Kerrigan was elected sheriff the next year. Law enforcement agencies around the country courted her and she attended forensics and investigation conferences around the country. Sometimes, she asked if Dylan wanted to come with her, to see the cities and share his valuable skills, but he always declined. He never felt comfortable leaving his station behind.

“I’m thinking of renovating the place,” he told Kerrigan one day, after the ambulances had left.

They were sitting outside on the untreated, grey warped wood of the porch, sipping coffee and smoking. Kerrigan looked up over her shoulder at the rundown, weird, creepy gas station that was always too hot or too cold. “I thought you liked it this way?”

“I do,” Dylan said, “but times are changing. I think it could use some linoleum. The bathroom, at least, really needs some work done.”

“My aunt’s an architect. I’ll have her come down and visit you.” Kerrigan stamped out her cigarette and sighed. She was completely grey now. Five years ago, she moved to an apartment in the middle of town and Dylan heard rumors that she never turned the lights off.

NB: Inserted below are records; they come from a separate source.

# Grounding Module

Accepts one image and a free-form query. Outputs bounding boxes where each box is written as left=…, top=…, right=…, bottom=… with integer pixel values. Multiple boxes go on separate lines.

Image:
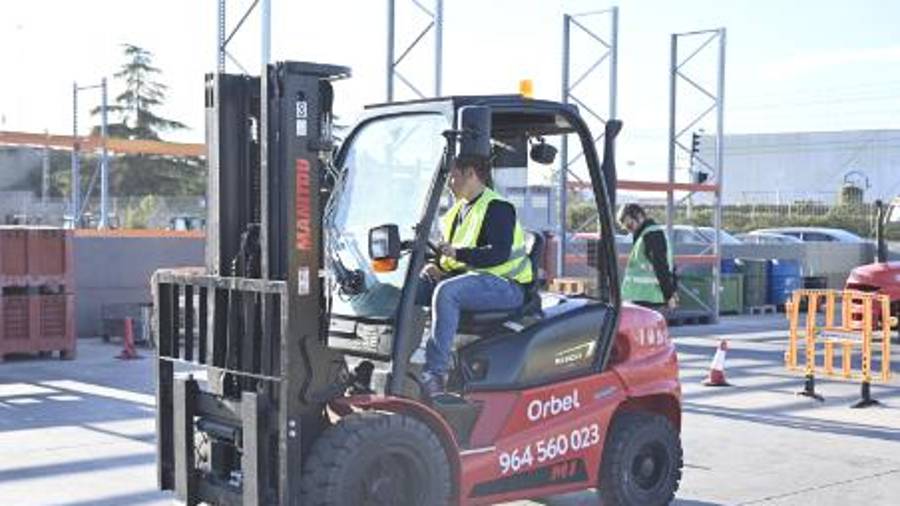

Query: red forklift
left=844, top=197, right=900, bottom=343
left=152, top=62, right=682, bottom=506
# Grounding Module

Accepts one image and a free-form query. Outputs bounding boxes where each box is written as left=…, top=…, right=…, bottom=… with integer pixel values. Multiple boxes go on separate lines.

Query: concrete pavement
left=0, top=315, right=900, bottom=506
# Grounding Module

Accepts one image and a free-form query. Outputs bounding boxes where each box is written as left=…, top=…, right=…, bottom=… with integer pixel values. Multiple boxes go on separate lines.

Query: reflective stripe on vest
left=622, top=225, right=672, bottom=304
left=441, top=188, right=532, bottom=285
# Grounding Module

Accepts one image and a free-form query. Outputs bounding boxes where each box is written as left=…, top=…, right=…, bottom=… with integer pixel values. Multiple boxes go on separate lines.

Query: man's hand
left=438, top=242, right=456, bottom=260
left=668, top=293, right=678, bottom=309
left=422, top=264, right=444, bottom=282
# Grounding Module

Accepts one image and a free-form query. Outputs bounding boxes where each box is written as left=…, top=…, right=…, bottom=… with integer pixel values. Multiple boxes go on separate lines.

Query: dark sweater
left=634, top=218, right=676, bottom=300
left=450, top=194, right=516, bottom=269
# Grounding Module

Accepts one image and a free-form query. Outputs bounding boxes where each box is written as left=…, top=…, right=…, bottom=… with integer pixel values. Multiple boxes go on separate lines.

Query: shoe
left=419, top=371, right=445, bottom=398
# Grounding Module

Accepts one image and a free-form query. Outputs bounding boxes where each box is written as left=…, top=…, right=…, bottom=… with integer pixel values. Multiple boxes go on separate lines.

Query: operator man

“You know, there hasn’t been a single murder or violent crime in town since I became sheriff?” Kerrigan said. “It’s all these kids. They come in from all over, but never here, and get themselves killed. I never even meet them, usually. I just clean up after them.”

Dylan didn’t say anything. He knew she’d keep talking if she wanted to.

“Have you ever been out there?” she asked, gesturing vaguely at the woods. “I mean, you seem to know all the horrible things out there, but have you ever been…?”

“No,” Dylan said. A breeze picked up and the trees shivered. “I’m not stupid enough to go there.”

“That’s what I thought.” Kerrigan stood up and stretched, then walked to her car. Over her shoulder, she said, “I think we should go camping some time.”

After she left, Dylan wrote his life story in one of the dollar, tiny Spiral notebooks from the shelves. It didn’t take long. He didn’t remember a time when he wasn’t at the station, telling people they shouldn’t die. He barely went in town, and the only people who visited him were Kerrigan and the doomed.

He ended with Kerrigan’s last comment, “We should go camping sometime.” It sounded like one of her jokes, her attempts to sound indifferent when she cared far too much, just like him. But she wasn’t afraid, and he was terrified.

A car went by in the night, tearing into the woods without even stopping at the station. The next day, one of Kerrigan’s deputies walked in and asked Dylan if he’d seen the sheriff. She hadn’t shown up at the office and she wasn’t at her apartment.

As he drove his beat-up Ford down the road, away from town, and into the shadow of the trees, Dylan wondered why he’d never bothered to guess at Kerrigan’s future. He decided that she just didn’t want to know.

No one ever went alone into the woods. Kerrigan had, but Dylan knew that he was now her second and he had no idea what was going to happen. He thought about the word “doom” and “cursed” and realized he had been saying them so long that he really didn’t know what they meant anymore.